Mais en réalité, ces changements positifs dans ma vie n’ont jamais apaisé ma solitude affective. Il y a des choses que les amis ne peuvent faire, ne doivent pas faire. Car à la fin de la journée, les amis ne sont plus là, ils sont rentrés chez eux et l’on se retrouve seul avec nos deux bras qui peuvent faire beaucoup de choses mais pas tapoter dans notre propre dos. On peut se dire que tout ira mieux demain mais ces paroles ne marquent vraiment que venant de l’autre comme l’on sait que l’on y croit pas nous même tandis que l’autre peut ne pas nous mentir.

Je sais que j’ai encore beaucoup de travail pour devenir l’être humain que je voudrais devenir mais j’ai l’impression qu’une vie ne suffira pas à régler tous mes problèmes. Le plus impressionnant reste l’étonnante facilité qu’ont certains à envisager le couple alors que moi rien que l’idée d’installer Tinder et d’y mettre ma photo me terrifie. Je hais mon propre corps, j’ai une indifférence très prononcé pour mon apparence et je suis très mal à l’aise lorsqu’on me touche, imaginez l’angoisse qui me prend lorsque j’imagine une autre me juger sur tout ça. Alors j’esquive puis je me plains à moi même avant d’esquiver à nouveau et de me barricader pour ne pas répondre à des questions qui me hantent comme “Et si finalement j’avais plus d’attachement envers un personnage en 2D ou au chat de mes parents que pour les autres êtres humains ?” , “Pourquoi pleures tu si facilement devant un film et ne l’as tu pas fait à l’enterrement de ta grand mère ?” , “Comment peux tu être à ce point maladroit et si peu attentionné à ta réalité proche alors que tu es capable de te passionner à fond pour des récits politique qui te dépassent ?”. J’ai horreur de ne pas savoir et d’être pris en défaut pour ça mais ces réponses là je ne sais toujours pas où les trouver.

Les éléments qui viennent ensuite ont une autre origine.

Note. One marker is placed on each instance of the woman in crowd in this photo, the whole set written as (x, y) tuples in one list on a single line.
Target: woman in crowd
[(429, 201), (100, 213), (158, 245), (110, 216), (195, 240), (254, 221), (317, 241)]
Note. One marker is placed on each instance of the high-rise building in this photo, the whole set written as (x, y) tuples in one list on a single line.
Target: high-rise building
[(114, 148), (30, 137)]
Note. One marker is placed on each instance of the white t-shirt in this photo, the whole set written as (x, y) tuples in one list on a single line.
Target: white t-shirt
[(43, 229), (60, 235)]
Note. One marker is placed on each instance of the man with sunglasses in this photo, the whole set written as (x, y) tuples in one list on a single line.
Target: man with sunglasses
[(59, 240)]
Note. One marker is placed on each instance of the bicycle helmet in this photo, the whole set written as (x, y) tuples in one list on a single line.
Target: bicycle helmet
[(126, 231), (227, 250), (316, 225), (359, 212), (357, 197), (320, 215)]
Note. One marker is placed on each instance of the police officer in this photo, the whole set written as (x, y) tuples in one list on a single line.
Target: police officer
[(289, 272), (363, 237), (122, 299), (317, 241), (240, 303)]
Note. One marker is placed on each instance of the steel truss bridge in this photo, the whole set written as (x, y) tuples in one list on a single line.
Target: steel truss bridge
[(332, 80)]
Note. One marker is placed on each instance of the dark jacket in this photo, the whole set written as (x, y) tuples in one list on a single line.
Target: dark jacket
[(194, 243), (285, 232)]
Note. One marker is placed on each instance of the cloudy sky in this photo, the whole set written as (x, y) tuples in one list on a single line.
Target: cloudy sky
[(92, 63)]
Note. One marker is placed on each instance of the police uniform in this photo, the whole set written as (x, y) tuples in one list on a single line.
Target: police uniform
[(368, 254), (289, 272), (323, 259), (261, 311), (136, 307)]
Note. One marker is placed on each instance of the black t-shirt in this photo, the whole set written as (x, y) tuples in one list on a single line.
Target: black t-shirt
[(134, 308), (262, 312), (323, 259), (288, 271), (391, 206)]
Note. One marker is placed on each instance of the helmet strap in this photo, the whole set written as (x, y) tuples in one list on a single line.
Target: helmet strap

Alors me voilà, seul. Perdu et apeuré. Triste et sans réel horizon visible. Je n’ai juste plus 12 ans, la cour de récré s’est sacrément agrandie et j’y ai des amis et des potes mais parfois c’est vrai que lorsque les larmes reviennent, j’aimerais tellement qu’elles glissent sur une autre personne et qu’elle me réconforte de sa douce chaleur humaine.